I was four years old when Santa Claus gave me a Spitfire model kit on a visit to his in-store grotto. Grandad assembled and painted it; with 30 years in the Royal Air Force he was well qualified for the job. A freshly unwrapped copy of The Ladybird Book of Aircraft sealed my AvGeek fate that Christmas morning. Born in East Anglia, essentially that part of England bulging out below the Wash and to the north of London, and specifically in the Fens, I grew up on a farm through the 1970s and 1980s.

Even without Google, I can name ten or 12 military airfields within 90-minutes’ drive from home. East Anglia was littered with bases during World War II and many survived into the Cold War, housing Royal Air Force (RAF) Buccaneers, Harriers, Jaguars, Phantoms and, later, Tornados, while the US Air Forces Europe (USAFE) stations were rich with A-10s, F-111s, RF-4Cs, KC-135s and a multitude of transports.

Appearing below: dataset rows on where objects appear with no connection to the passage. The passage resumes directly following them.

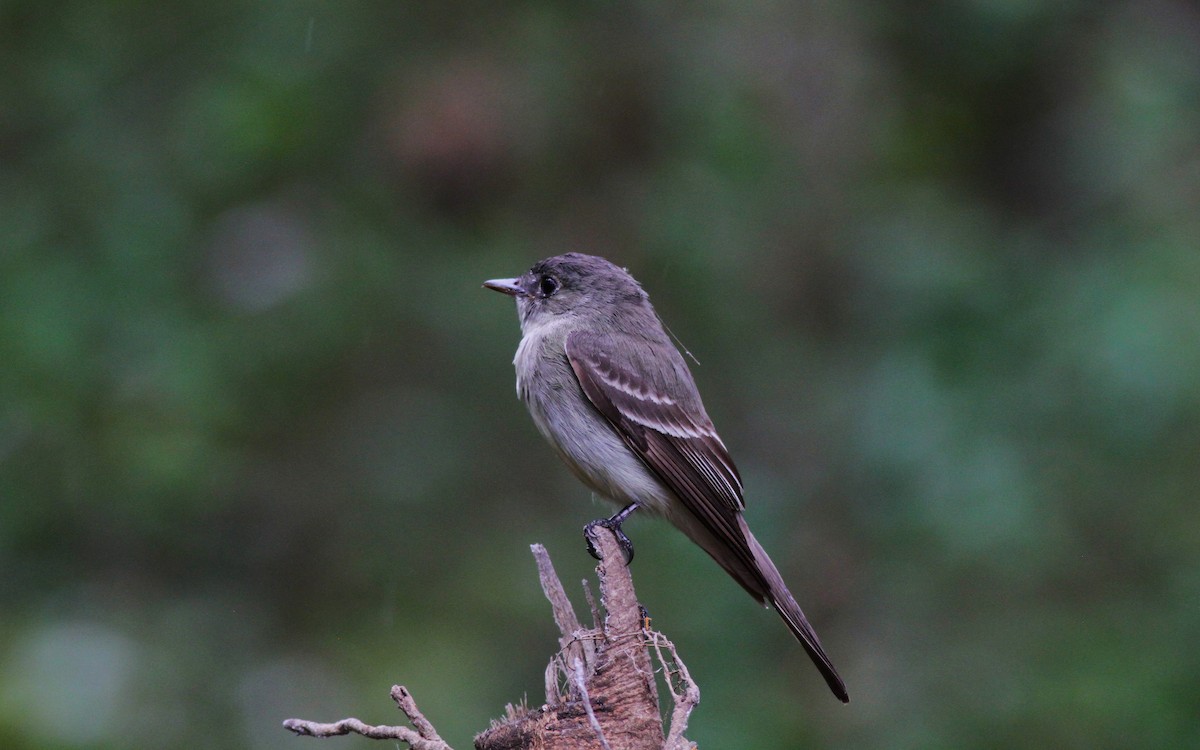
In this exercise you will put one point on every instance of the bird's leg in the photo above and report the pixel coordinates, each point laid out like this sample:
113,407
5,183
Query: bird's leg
613,525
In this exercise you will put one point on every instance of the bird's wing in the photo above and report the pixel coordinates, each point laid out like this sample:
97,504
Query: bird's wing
671,435
677,442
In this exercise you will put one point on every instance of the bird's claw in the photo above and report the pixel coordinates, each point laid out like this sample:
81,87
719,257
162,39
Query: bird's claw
627,546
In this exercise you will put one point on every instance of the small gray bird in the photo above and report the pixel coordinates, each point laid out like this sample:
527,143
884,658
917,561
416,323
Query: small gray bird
616,400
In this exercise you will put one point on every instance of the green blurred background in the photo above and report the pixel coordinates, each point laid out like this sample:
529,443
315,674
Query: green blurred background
261,454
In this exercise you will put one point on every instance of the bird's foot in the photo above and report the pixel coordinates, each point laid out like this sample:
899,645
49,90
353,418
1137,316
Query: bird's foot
613,525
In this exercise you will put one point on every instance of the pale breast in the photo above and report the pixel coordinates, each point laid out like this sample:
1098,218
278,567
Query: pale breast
583,439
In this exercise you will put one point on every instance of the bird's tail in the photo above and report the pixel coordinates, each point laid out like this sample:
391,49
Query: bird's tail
793,617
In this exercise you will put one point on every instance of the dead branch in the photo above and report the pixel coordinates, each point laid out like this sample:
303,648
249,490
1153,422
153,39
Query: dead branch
600,687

NATO expected to penetrate WarPac air defences at low level, and the unerringly flat landscape and large skies of the Fens meant that from my favourite perch atop an abandoned water tank I could see jets coming from miles around. These were the days when pilots saw people waving and the A-10 pilots in particular would often loop back to wave again or waggle their wings in recognition.

This was also the time of major UK and NATO exercises; the RAF and the United States Air Forces in Europe (USAFE) seemed engaged in a constant round of practice missions, often involving visitors from Europe. I have a vivid mental video starring orange tip tanks and smoky trails as five German Starfighters roared overhead my water tank one hot summer’s day; the summers are hot in most childhood memories, but seldom feature F-104 formations.

In the cockpit of one of Patriots Jet Team’s glorious Sabreliners – NBAA, Las Vegas 2019

At school I was an awful sportsman, but still blame a low-flying RAF Canberra for my failure to notice any of the opposition running past to score. It’s also fitting that an SR-71, heading for Mildenhall, was the highlight of my brief field hockey career. And that day when the S-76 landed on the cross-country running course – oh my!

Airliners were reserved for rare trips to London. They were intrinsically less exciting than fast jets, until a visit to the runway viewing area atop Heathrow’s Queen’s Building. I have a sketchy memory of an announcer explaining where planes were coming from and where they were bound. That added a new level of fascination and, combined with the colorful airline liveries, opened a whole new level of aviation addiction.

Rotation

Meanwhile, an aptitude for science was compensating for lack of talent on the sports field, although it’s worth taking a narrative detour to sometime around 1979/80, when an elementary teacher confidently told my parents: “He’ll be a writer”. But it was science that took me to university and a natural liking for the outdoors that led me to study geology.

But the aviation bug bites hard and my first ‘real’ job was with a London-based publisher of partworks, those series collected over time to complete the encyclopedia, model or movie library. At the interview, I identified all the aircraft in the photos they pulled out, then lied when they asked if I could use a computer – this was 1996. I’d been at the Mac an hour on the first day before someone said: “You don’t know how to turn it on, do you?” A half-day’s training followed and remains as the only instruction I ever had.

Much later, I discovered business aviation and another world opened. When regular folk discover I ‘write about planes’ there’s an assumption: “You must know all about them.” But I never met anyone who did. There’s always more to learn, to understand and communicate. And if all the words I ever write about planes inspire a passion for aviation in just one young person, then I reckon it’s a good job done.